Com a evolução da eletrônica, gradualmente foi sendo substituído o contato físico entre as coisas e o que chamamos de “sistema eletrônico” passou a fazer a mediação entre a vontade do motorista e a resposta das partes mecânicas. Foi assim com o carburador, com os cabos de acelerador e embreagem, a alavanca do freio de estacionamento, os cabos que acionam as funções do ar-condicionado e tantos outros. Novos e complexos mecanismos eliminaram alavancas e roldanas.
Gosto que a injeção calcule sozinha a mistura ar-combustível, mas me irrita quando o carro impõe condições para dar partida ou me pune com sinetas
Hoje tudo está mediado por sistemas eletrônicos e comandados por pequenos atuadores ou motores elétricos, gerenciados por um cérebro microprocessado com lógicas de algoritmo. É tão lindo quanto complexo.
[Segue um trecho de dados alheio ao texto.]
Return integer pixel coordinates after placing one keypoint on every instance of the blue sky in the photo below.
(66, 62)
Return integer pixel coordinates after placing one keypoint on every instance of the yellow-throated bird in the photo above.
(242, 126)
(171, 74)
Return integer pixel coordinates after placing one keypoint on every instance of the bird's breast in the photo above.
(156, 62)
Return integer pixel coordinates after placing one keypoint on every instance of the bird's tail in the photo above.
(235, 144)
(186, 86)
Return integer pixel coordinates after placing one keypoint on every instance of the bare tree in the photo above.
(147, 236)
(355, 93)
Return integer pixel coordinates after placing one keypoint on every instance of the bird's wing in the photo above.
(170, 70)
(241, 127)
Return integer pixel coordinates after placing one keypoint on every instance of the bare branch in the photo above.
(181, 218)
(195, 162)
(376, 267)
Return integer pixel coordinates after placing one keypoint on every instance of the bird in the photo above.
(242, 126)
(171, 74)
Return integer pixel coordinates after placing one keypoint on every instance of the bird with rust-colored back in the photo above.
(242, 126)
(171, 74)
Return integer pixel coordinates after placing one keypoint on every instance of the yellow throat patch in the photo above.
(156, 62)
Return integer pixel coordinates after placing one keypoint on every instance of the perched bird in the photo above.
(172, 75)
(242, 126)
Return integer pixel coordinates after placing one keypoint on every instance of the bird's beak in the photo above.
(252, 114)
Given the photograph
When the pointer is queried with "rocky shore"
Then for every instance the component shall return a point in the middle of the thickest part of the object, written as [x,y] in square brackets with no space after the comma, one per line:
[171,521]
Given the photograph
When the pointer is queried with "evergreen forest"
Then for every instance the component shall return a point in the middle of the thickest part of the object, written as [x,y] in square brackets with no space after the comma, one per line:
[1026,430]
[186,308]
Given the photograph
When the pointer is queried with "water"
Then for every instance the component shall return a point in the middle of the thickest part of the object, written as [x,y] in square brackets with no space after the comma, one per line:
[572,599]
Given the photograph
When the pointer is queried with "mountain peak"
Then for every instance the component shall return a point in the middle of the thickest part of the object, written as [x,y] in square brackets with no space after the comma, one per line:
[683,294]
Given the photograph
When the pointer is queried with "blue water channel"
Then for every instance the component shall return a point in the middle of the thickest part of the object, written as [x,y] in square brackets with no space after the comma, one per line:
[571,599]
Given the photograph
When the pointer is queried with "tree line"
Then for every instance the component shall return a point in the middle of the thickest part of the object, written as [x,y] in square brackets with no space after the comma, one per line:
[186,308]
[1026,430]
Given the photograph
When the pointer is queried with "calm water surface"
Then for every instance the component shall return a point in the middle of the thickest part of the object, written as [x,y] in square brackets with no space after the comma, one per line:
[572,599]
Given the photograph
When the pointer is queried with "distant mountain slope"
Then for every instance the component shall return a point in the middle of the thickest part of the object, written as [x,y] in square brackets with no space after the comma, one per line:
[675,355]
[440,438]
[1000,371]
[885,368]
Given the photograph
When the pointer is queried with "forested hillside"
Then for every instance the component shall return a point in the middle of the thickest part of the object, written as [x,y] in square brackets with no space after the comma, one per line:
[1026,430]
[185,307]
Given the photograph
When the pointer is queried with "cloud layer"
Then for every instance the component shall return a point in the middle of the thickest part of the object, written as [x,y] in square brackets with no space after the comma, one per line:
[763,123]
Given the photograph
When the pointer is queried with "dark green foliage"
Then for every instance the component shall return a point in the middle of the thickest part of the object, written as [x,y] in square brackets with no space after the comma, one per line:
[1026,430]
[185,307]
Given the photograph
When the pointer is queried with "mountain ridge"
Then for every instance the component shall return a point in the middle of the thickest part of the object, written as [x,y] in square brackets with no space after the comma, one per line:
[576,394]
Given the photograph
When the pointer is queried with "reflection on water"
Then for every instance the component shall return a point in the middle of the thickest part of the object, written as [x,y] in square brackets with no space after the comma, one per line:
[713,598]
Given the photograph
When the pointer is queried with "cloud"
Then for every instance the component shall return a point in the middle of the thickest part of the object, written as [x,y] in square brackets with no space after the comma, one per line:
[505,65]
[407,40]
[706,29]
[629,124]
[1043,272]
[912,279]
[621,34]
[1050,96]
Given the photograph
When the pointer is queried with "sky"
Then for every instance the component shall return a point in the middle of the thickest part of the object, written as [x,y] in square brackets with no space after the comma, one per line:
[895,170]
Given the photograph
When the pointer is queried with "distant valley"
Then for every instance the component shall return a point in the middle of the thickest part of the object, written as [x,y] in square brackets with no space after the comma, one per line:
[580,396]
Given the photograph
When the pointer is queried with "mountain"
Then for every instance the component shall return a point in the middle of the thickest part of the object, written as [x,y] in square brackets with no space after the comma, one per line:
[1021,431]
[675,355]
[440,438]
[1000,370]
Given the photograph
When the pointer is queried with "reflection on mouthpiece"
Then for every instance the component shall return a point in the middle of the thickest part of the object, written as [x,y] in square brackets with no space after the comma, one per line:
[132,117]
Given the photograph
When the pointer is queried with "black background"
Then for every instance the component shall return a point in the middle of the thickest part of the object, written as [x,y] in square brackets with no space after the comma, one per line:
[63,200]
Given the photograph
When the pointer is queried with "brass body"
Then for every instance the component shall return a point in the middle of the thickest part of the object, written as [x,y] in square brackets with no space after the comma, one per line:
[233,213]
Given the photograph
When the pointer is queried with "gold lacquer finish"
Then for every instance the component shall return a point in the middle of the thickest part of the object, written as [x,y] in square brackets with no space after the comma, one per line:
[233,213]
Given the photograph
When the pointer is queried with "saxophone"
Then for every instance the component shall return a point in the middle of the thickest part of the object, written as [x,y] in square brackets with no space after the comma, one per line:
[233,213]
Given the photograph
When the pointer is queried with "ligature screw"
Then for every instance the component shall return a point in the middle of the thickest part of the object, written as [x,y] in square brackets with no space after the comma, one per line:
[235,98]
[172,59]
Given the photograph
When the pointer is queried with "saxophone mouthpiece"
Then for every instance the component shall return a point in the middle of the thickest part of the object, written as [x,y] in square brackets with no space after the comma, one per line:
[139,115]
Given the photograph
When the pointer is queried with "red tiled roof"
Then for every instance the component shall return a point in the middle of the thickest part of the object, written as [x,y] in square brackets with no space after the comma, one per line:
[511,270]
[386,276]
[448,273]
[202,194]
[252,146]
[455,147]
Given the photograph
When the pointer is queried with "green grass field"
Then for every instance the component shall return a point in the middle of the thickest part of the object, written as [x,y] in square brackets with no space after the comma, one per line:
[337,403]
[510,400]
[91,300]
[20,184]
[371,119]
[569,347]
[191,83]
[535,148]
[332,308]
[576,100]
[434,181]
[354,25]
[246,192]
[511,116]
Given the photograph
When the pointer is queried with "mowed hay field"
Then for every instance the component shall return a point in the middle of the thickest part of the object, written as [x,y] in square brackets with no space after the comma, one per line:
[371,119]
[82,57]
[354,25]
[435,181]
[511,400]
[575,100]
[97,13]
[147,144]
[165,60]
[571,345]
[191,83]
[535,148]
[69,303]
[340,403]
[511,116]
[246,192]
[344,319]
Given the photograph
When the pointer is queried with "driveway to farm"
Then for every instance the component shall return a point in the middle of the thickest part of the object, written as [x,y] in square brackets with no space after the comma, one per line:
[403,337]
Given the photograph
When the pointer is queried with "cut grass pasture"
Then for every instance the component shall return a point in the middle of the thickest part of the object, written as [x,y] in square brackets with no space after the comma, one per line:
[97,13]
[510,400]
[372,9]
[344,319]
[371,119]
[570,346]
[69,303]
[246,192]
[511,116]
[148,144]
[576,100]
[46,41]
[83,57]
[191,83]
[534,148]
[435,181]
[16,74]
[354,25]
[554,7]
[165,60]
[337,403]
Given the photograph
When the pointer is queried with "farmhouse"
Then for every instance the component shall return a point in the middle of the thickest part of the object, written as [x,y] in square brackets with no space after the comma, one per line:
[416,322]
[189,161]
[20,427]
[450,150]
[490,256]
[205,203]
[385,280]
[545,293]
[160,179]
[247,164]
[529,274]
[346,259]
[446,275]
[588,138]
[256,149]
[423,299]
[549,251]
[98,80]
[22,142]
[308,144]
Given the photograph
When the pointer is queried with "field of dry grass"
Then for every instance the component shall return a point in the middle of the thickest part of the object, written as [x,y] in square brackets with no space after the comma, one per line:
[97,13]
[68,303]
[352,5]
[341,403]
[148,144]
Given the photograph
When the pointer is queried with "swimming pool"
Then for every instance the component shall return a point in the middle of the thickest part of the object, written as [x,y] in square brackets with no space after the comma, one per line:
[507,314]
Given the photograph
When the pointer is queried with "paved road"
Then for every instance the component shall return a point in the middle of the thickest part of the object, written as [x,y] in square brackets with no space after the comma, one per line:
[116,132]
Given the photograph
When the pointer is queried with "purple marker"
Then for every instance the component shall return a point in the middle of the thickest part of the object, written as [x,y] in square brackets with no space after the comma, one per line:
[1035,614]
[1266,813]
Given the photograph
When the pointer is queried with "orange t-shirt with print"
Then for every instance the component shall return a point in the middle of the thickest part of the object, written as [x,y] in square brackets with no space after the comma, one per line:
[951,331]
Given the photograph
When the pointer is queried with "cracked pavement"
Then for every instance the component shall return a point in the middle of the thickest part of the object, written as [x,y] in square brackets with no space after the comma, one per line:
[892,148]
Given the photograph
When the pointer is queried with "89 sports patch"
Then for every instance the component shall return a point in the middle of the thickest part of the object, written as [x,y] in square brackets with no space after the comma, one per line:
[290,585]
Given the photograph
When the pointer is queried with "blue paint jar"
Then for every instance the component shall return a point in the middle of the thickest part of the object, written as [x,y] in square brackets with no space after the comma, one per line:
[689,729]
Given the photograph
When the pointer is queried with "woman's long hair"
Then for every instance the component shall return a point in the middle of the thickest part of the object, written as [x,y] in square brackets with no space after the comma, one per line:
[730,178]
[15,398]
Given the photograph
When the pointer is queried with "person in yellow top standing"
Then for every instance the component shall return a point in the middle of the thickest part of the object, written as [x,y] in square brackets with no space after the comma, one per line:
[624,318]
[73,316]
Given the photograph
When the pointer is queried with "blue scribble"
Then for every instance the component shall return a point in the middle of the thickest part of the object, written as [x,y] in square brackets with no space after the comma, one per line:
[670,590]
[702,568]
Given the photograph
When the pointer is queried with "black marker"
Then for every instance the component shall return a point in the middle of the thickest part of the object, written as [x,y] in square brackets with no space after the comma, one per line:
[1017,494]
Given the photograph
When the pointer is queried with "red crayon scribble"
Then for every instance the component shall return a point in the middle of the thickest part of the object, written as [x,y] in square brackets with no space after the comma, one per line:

O problema começa quando a autonomia do motorista passa a ser subjugada por sistemas cada vez mais autocentrados.

Gosto de saber que o sistema de injeção calcula sozinho a mistura ar-combustível ideal, sem que eu me preocupe se estou colocando álcool ou gasolina no tanque, sem que eu puxe um afogador antes da partida (lembra?). Isso é maravilhoso. Mas me irrita quando o carro impõe condições para dar partida ou, se não obedeço a ordem, me pune com sinetas insuportáveis.
O Fiat 500 dispara uma sineta altíssima e irritante de cinco segundos assim que você liga a ignição, piscando freneticamente a luz-piloto do cinto. Se você ousar partir sem afivelar, ouvirá até o fim da viagem sinetas com três badalos a cada cinco segundos. Um inferno. E não é só o pequeno ítalo-mexicano — vários carros punem o motorista que decide não afivelar o cinto, nem que seja para manobrar o carro na garagem do prédio.
O Volkswagen Fox é incapaz de avisar se uma porta ficou mal fechada, mas experimente abrir uma frestinha do vidro com o ar-condicionado ligado… dá-lhe “conselho de economia”. Engate a marcha à ré e verá uma recomendação para “tomar cuidado com objetos atrás do carro”. Obrigado! Eu nem tinha notado o pipoqueiro logo ali… E no Toyota Corolla de cerca de 15 anos atrás, ao aplicar a ré, você ouvia uma sineta constante que parecia ser de um sensor de estacionamento, mas não era. Estava mais para uma empilhadeira de hipermercado.
Revisão imediata
Vencer o tempo ou a quilometragem da revisão fará disparar três sinetas e uma mensagem “Revisão imediata!” no painel, toda vez que der partida. E não adianta deixar a manutenção em dia fora da concessionária: você tem de informar o carro fazendo um procedimento oculto de apertar botões alternadamente por x segundos, típica coisa de iniciados.
A maioria dos carros com caixa manual de hoje “recomenda” o melhor momento para trocar de marcha. Fica acendendo luzes e setas no painel, dando puxões de orelha ecológicos se você estica demais ou exagera na carga. O Chevrolet Onix usa um motor jurássico, mas o motorista é que leva a culpa — afinal, dizem as luzinhas, o carro bebe demais porque você não muda de marcha na hora certa.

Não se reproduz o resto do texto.